The Glass Wall

Erik Anderson


October 14th

In spite of himself, Frost would have liked certain photographs of Dubai, in which the images of the present are filtered through the technologies of the past—a certain process pioneered by Gustave Le Gray, no less. In these photographs, taken by one Martin Becka, building sites take on a prophetic quality. Disaster appears in reverse. The empty avenues and promenades appear to be images from the fallout of some future catastrophe. Divorced from the bridges they have yet to support, girders and trusses stand like monuments of a demolished civilization. The construction cranes grieve over the buildings beneath them—as though, rather than their fabrication, the cranes were responsible for their complete disassembly. Here, architecture is little more than a ruse whereby one attaches reality to any number of the invisible wires that in turn connect to the machine we mistake for the world. Looking at these photos, one realizes that the world is far more tenuous, more contingent, than we had ever imagined. Here, to speak of structures would be to immediately dismantle them.          

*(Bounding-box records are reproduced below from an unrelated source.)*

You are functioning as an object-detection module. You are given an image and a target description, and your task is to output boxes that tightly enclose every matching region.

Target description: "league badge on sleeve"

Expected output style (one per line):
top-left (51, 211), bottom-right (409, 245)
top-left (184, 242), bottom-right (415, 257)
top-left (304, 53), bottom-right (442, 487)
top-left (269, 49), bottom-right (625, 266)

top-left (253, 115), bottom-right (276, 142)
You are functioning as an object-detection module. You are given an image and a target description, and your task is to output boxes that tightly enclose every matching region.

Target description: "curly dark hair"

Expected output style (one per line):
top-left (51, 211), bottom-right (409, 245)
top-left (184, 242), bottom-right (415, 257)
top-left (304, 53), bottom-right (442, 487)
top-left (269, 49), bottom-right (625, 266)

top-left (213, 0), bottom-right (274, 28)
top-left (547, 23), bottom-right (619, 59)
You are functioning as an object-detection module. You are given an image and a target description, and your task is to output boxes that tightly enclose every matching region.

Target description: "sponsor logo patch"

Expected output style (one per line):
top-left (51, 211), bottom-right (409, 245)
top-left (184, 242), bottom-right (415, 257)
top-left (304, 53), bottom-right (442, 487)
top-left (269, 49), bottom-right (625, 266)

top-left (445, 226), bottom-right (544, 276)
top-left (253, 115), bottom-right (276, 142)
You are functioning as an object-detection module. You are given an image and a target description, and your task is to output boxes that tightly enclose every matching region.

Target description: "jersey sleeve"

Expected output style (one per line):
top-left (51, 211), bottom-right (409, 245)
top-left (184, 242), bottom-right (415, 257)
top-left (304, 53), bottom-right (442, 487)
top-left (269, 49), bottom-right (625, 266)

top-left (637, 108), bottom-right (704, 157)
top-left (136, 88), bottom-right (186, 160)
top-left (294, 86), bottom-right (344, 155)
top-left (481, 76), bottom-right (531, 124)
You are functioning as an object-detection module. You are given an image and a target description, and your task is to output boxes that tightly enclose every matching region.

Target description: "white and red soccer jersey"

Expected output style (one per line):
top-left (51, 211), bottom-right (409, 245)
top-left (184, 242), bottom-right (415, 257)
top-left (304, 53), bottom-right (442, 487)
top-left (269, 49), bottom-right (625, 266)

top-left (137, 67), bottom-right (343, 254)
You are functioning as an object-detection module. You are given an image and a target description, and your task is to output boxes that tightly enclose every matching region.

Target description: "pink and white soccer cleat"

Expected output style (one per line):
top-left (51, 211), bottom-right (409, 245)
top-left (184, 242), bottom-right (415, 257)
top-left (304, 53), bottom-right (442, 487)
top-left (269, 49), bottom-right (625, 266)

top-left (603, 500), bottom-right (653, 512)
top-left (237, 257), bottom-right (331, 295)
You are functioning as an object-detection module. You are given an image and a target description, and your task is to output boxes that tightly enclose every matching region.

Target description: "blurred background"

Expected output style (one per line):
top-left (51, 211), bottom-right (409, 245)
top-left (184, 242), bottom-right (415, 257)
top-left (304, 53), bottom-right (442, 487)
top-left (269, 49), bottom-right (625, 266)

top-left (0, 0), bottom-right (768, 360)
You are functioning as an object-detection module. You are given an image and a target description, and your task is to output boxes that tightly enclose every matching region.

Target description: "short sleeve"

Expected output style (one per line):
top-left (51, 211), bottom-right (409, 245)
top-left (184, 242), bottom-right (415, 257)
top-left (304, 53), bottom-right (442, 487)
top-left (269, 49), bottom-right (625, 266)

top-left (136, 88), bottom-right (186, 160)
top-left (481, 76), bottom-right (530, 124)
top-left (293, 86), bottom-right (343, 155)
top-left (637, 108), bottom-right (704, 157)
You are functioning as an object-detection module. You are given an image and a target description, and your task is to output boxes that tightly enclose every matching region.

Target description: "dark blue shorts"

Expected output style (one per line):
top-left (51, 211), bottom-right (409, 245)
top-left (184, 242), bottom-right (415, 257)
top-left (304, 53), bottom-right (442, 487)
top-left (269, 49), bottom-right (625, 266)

But, then, every image is catastrophic. People will tell you that nothing like this has ever happened, but so unsettling is the coincidence of one disaster with another that I am sometimes ashamed at having made my living documenting them. I concede only this: each time catastrophe strikes—and if it hasn’t, it will—the way it refuses one’s gaze is different. Each prohibits in its own way. Legions of reporters and photographers (of whose number I have so often been a part) flock to the scene, and, even as they authenticate the crisis, each finds himself shut out in turn. Their documents become parts of a long, nightmarish century that has never really gone away, whose problems are our problems and whose propulsive force provides the fumes on which we are running. How is one to know this catastrophe when everything one knows is catastrophe? Over time, their importance—and this is their tragedy—diminishes exponentially, until it is only by the finest tuned of instruments that we can verify they existed to begin with. In this light, the document is almost an obscenity, and one is ashamed for having used, with too little care—and in connection with discussions of aesthetics—the word documentary.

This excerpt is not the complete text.